Balance is the orchestrator's job, not the expert's. This is the single most important prompt design principle.
Delegating synthesis to another agent loses the orchestrator's global context. The orchestrator has seen all outputs and knows the original question's stakes. No subagent has that full picture.
- Model: Opus-tier for strategy/judgment, Sonnet-tier for execution/audit
- Typical: N × model cost ≈ $1-3 for a 3-expert panel
- Timeout: 10 min per expert
| Scenario | Response |
|---|---|
| 1 expert fails | Retry once, then synthesize with available results + disclaimer |
| 2+ experts fail | Panel is degraded; fall back to single-agent or retry later |
| All experts agree | That's fine — you have consensus. Optionally spawn a devil's advocate in v2 |
| One expert contradicts their role | Orchestrator notices and either ignores or re-prompts |
Panel is a general framework.

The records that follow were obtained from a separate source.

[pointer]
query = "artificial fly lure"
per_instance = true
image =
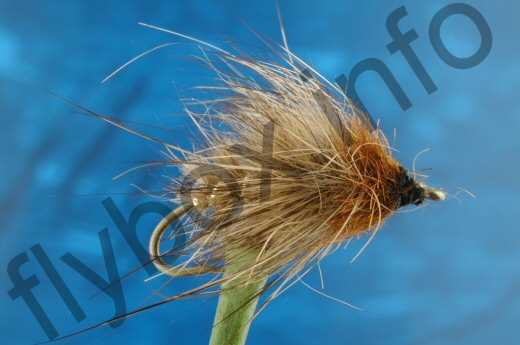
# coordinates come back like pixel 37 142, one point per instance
pixel 289 170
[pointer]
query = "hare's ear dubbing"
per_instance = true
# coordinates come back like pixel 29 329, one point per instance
pixel 330 173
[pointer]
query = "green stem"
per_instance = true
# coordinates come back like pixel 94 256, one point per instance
pixel 236 305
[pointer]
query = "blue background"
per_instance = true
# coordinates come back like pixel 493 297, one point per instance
pixel 444 274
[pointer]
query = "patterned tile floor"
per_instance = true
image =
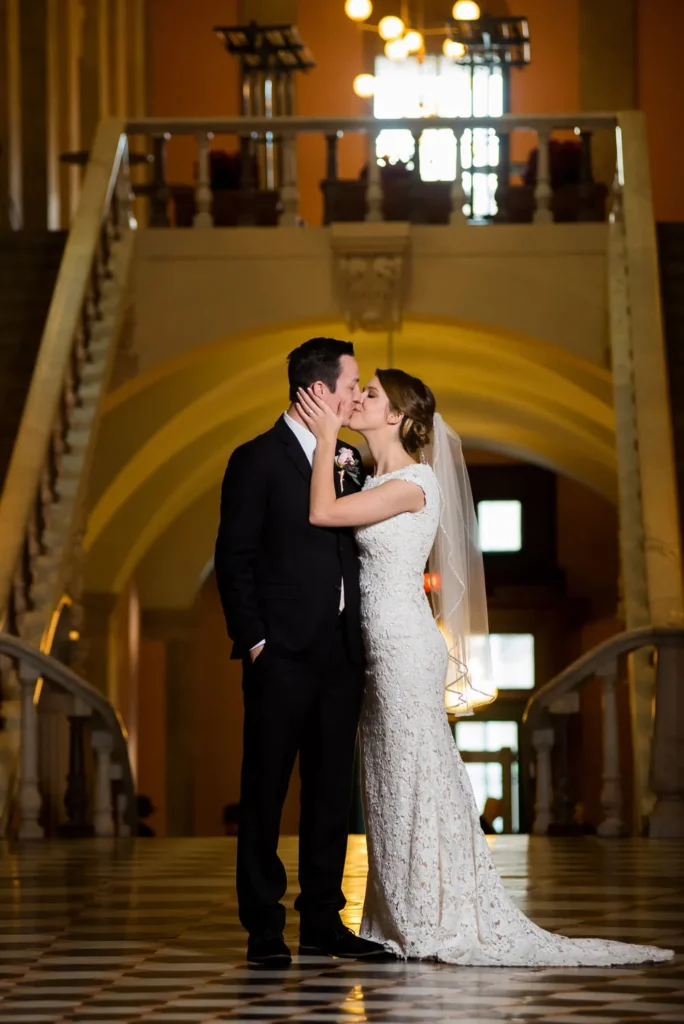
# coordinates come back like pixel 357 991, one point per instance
pixel 147 931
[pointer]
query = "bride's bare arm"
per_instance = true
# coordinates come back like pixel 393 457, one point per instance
pixel 380 503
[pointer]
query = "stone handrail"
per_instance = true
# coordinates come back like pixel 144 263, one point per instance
pixel 281 133
pixel 109 739
pixel 369 125
pixel 559 697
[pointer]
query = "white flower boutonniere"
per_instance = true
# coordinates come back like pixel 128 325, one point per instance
pixel 347 463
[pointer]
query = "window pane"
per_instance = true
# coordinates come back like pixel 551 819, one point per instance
pixel 513 660
pixel 438 86
pixel 500 523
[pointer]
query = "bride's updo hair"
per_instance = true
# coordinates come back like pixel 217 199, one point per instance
pixel 415 400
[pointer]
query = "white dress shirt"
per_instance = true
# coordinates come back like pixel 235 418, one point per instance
pixel 308 442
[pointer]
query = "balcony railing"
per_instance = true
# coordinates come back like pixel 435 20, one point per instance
pixel 373 196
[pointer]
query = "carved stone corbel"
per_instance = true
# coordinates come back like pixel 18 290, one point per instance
pixel 371 272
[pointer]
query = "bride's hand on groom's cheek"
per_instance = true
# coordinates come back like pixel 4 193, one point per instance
pixel 317 415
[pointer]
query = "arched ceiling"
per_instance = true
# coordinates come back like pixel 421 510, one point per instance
pixel 166 435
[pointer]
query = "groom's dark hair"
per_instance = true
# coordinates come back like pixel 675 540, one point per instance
pixel 316 359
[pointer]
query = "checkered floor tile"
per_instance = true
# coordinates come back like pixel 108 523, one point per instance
pixel 98 932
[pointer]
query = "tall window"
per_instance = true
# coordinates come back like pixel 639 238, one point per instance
pixel 438 87
pixel 500 525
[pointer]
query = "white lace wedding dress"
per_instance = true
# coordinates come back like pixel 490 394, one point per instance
pixel 432 890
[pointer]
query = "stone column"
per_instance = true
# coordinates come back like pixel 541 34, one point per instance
pixel 33 29
pixel 648 504
pixel 174 628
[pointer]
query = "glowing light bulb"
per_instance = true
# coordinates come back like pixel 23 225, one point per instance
pixel 358 10
pixel 365 86
pixel 414 41
pixel 396 49
pixel 466 10
pixel 452 48
pixel 390 28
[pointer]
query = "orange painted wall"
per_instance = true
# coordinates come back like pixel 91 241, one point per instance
pixel 190 75
pixel 660 95
pixel 338 47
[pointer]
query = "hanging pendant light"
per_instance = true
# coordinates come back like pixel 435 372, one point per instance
pixel 466 10
pixel 358 10
pixel 390 28
pixel 365 86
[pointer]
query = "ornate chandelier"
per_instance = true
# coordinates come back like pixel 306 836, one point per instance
pixel 469 38
pixel 404 38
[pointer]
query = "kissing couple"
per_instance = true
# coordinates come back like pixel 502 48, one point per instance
pixel 319 569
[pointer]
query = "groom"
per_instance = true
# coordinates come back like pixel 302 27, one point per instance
pixel 290 595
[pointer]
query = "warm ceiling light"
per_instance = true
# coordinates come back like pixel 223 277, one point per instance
pixel 453 49
pixel 358 10
pixel 395 49
pixel 365 86
pixel 466 10
pixel 390 28
pixel 414 41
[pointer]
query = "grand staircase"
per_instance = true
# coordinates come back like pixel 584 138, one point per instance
pixel 29 264
pixel 62 299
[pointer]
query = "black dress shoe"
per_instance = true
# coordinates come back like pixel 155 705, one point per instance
pixel 338 941
pixel 268 948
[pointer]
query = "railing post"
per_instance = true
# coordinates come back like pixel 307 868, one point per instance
pixel 374 183
pixel 332 171
pixel 543 742
pixel 543 190
pixel 290 188
pixel 30 803
pixel 611 790
pixel 203 195
pixel 457 216
pixel 159 195
pixel 667 774
pixel 76 798
pixel 103 816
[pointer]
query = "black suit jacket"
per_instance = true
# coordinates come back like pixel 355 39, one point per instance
pixel 279 577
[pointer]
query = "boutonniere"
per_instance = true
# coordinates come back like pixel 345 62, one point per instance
pixel 347 463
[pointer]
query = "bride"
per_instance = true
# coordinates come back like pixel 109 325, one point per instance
pixel 432 889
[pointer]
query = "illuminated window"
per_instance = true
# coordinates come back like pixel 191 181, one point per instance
pixel 500 525
pixel 486 777
pixel 438 87
pixel 512 659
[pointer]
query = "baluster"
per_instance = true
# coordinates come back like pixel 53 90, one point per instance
pixel 543 743
pixel 103 816
pixel 290 189
pixel 667 775
pixel 611 790
pixel 374 183
pixel 332 164
pixel 332 176
pixel 586 186
pixel 248 184
pixel 204 198
pixel 125 197
pixel 543 190
pixel 30 803
pixel 76 797
pixel 458 217
pixel 123 829
pixel 159 200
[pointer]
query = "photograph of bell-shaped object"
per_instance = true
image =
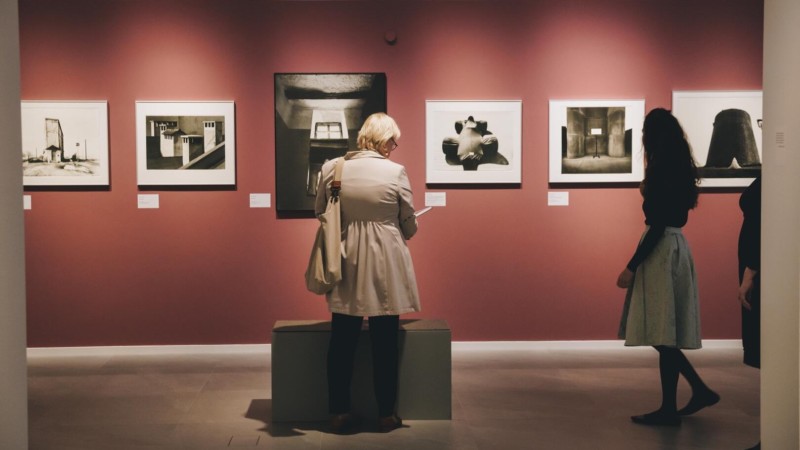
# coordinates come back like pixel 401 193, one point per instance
pixel 732 138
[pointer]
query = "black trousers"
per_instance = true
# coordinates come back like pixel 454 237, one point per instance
pixel 383 332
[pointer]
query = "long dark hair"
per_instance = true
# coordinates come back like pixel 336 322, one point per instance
pixel 670 164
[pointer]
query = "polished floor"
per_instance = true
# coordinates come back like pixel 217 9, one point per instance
pixel 513 396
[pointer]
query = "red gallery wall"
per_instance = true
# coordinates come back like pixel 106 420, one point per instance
pixel 496 263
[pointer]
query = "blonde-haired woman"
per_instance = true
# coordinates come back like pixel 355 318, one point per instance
pixel 378 278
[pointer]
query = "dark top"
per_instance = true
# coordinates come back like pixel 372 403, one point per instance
pixel 750 234
pixel 662 208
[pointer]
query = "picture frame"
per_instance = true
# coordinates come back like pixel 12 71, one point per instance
pixel 317 118
pixel 65 143
pixel 473 141
pixel 724 131
pixel 596 141
pixel 185 143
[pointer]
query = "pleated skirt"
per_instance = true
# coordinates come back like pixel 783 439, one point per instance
pixel 662 305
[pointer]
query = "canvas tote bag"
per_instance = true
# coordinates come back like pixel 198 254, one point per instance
pixel 324 269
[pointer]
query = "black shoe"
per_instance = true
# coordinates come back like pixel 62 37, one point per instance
pixel 698 402
pixel 658 418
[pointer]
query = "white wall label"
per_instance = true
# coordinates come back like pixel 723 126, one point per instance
pixel 148 201
pixel 260 200
pixel 558 198
pixel 436 199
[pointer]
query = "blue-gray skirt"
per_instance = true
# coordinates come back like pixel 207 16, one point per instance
pixel 661 305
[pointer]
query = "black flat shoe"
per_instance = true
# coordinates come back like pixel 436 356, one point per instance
pixel 698 402
pixel 658 418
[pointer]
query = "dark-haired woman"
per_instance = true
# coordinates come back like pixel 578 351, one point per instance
pixel 661 306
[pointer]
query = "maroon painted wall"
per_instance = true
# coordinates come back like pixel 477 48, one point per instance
pixel 496 263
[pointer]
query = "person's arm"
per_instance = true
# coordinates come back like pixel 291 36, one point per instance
pixel 407 218
pixel 651 238
pixel 321 202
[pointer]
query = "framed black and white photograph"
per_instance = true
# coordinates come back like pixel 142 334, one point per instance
pixel 724 130
pixel 65 143
pixel 596 141
pixel 317 118
pixel 185 143
pixel 476 141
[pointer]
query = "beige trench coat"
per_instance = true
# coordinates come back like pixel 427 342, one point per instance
pixel 377 218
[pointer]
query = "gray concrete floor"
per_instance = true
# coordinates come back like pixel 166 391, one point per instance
pixel 503 398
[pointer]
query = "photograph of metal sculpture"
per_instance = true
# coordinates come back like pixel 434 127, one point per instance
pixel 473 141
pixel 185 143
pixel 596 140
pixel 64 143
pixel 317 118
pixel 724 130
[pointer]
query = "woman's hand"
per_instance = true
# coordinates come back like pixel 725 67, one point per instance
pixel 746 287
pixel 625 278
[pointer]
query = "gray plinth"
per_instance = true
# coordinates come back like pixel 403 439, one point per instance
pixel 300 389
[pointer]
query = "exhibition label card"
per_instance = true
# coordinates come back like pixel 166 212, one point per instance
pixel 148 201
pixel 558 198
pixel 436 199
pixel 260 200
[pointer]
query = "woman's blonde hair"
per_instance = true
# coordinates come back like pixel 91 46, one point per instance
pixel 377 130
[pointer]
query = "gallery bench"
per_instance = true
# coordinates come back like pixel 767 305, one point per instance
pixel 299 383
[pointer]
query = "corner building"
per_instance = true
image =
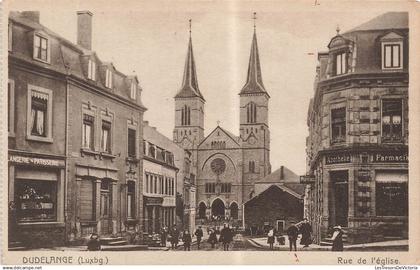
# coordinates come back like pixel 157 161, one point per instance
pixel 226 165
pixel 357 148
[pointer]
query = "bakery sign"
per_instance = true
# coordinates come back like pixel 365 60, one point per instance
pixel 338 159
pixel 36 161
pixel 383 157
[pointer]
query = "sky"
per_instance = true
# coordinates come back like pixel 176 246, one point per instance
pixel 150 38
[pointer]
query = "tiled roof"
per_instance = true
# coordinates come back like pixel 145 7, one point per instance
pixel 389 20
pixel 254 83
pixel 189 86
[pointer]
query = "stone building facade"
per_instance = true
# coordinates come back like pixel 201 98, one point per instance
pixel 357 148
pixel 75 168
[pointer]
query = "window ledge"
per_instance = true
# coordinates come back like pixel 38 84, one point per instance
pixel 39 138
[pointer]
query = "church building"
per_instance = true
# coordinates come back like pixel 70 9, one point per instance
pixel 227 165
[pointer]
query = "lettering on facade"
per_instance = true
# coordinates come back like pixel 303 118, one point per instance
pixel 338 159
pixel 394 157
pixel 36 161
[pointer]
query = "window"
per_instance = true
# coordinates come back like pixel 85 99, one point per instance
pixel 131 202
pixel 36 200
pixel 133 90
pixel 11 107
pixel 391 193
pixel 131 143
pixel 108 78
pixel 252 166
pixel 391 120
pixel 210 188
pixel 106 137
pixel 340 64
pixel 392 55
pixel 87 132
pixel 226 188
pixel 39 114
pixel 338 125
pixel 185 116
pixel 91 70
pixel 41 48
pixel 251 113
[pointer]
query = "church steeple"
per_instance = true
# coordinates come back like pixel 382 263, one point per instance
pixel 189 86
pixel 254 83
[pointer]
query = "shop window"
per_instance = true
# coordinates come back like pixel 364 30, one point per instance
pixel 210 188
pixel 251 113
pixel 131 143
pixel 36 200
pixel 392 120
pixel 340 64
pixel 41 48
pixel 106 137
pixel 392 55
pixel 88 131
pixel 11 107
pixel 91 70
pixel 131 202
pixel 391 194
pixel 226 188
pixel 338 125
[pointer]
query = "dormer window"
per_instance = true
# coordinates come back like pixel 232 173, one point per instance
pixel 133 90
pixel 91 70
pixel 391 55
pixel 340 64
pixel 41 48
pixel 108 78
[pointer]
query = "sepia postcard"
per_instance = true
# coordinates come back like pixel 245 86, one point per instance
pixel 210 132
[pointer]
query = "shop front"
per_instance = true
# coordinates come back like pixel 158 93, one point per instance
pixel 36 200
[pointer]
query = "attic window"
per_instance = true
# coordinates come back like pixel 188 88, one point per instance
pixel 41 48
pixel 133 92
pixel 92 70
pixel 108 78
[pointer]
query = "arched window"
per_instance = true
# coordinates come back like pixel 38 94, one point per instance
pixel 251 113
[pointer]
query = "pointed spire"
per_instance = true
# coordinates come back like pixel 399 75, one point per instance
pixel 189 86
pixel 254 83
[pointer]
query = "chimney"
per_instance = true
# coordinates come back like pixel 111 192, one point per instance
pixel 84 29
pixel 31 15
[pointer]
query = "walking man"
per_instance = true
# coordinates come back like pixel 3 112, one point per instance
pixel 199 234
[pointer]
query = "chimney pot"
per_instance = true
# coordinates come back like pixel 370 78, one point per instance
pixel 31 15
pixel 84 29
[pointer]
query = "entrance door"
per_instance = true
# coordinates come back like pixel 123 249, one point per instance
pixel 106 207
pixel 340 198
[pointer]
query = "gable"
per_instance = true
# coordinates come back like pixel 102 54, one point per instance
pixel 218 139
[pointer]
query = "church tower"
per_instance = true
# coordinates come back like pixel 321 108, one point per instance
pixel 253 129
pixel 189 106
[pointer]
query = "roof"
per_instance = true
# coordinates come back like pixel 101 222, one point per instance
pixel 254 83
pixel 189 86
pixel 389 20
pixel 280 187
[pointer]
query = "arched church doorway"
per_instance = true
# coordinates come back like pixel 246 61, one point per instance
pixel 234 210
pixel 218 208
pixel 202 210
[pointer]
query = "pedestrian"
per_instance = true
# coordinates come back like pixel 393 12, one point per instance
pixel 212 238
pixel 174 237
pixel 199 234
pixel 337 239
pixel 94 243
pixel 292 233
pixel 226 236
pixel 306 231
pixel 186 238
pixel 163 236
pixel 270 238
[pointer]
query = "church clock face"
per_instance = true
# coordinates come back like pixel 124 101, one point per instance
pixel 218 166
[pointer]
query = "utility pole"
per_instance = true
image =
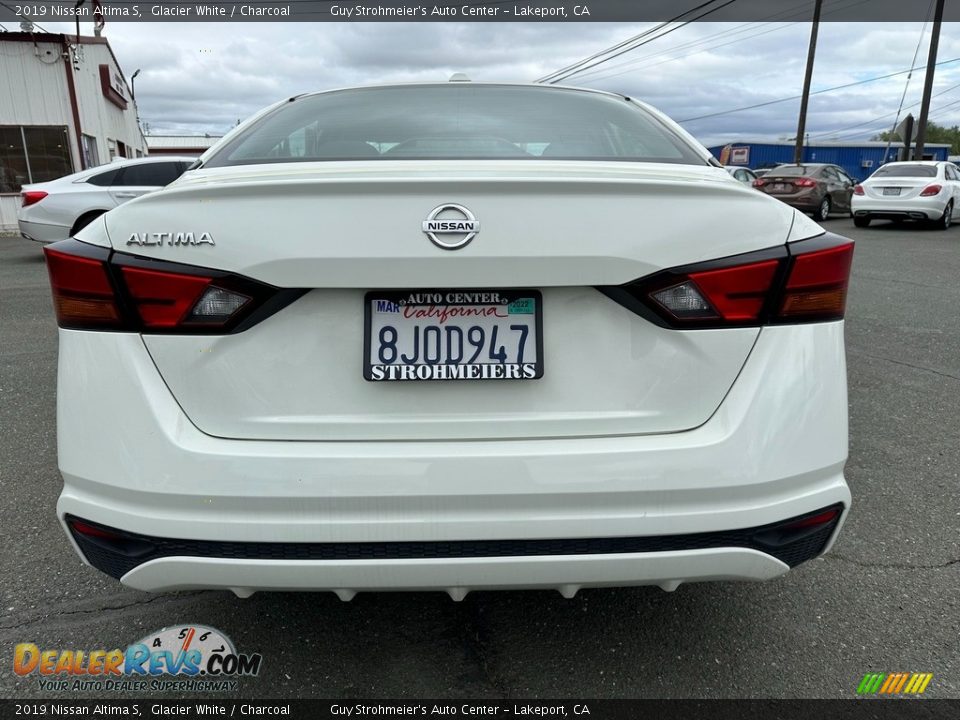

Special cases:
| Configuration | Effect |
|---|---|
| 2 experts with opposing roles | ≈ Lightweight debate |
| Experts from different model providers | ≈ Lightweight tournament |
| "Red Team" as one of the roles | ≈ Adversarial review |
| Domain experts (e.g., quant + risk + market) | ≈ Advisory council |
This is why Panel was built first — it covers ~80% of use cases that Debate, Council, and Tournament would serve.
Question: "Should we allocate 30% of lending capital to the 15-day tier?"
Experts:
- Conservative Lender: Focus on safety, minimize drawdown risk
- Aggressive Quant: Maximize APY, tolerate variance
- Risk Manager: Focus on tail risk and regime transitions
Each expert reads the backtest data and market context, then responds with:
- Position (1-2 sentences)
- Key Evidence (3-5 bullets with sources)
- Risks/Blindspots from their perspective
- Confidence: high/medium/low
Orchestrator synthesizes: where they agree (high confidence), where they disagree (needs investigation), and a recommendation.
See templates/expert-brief.md and templates/synthesis-prompt.md.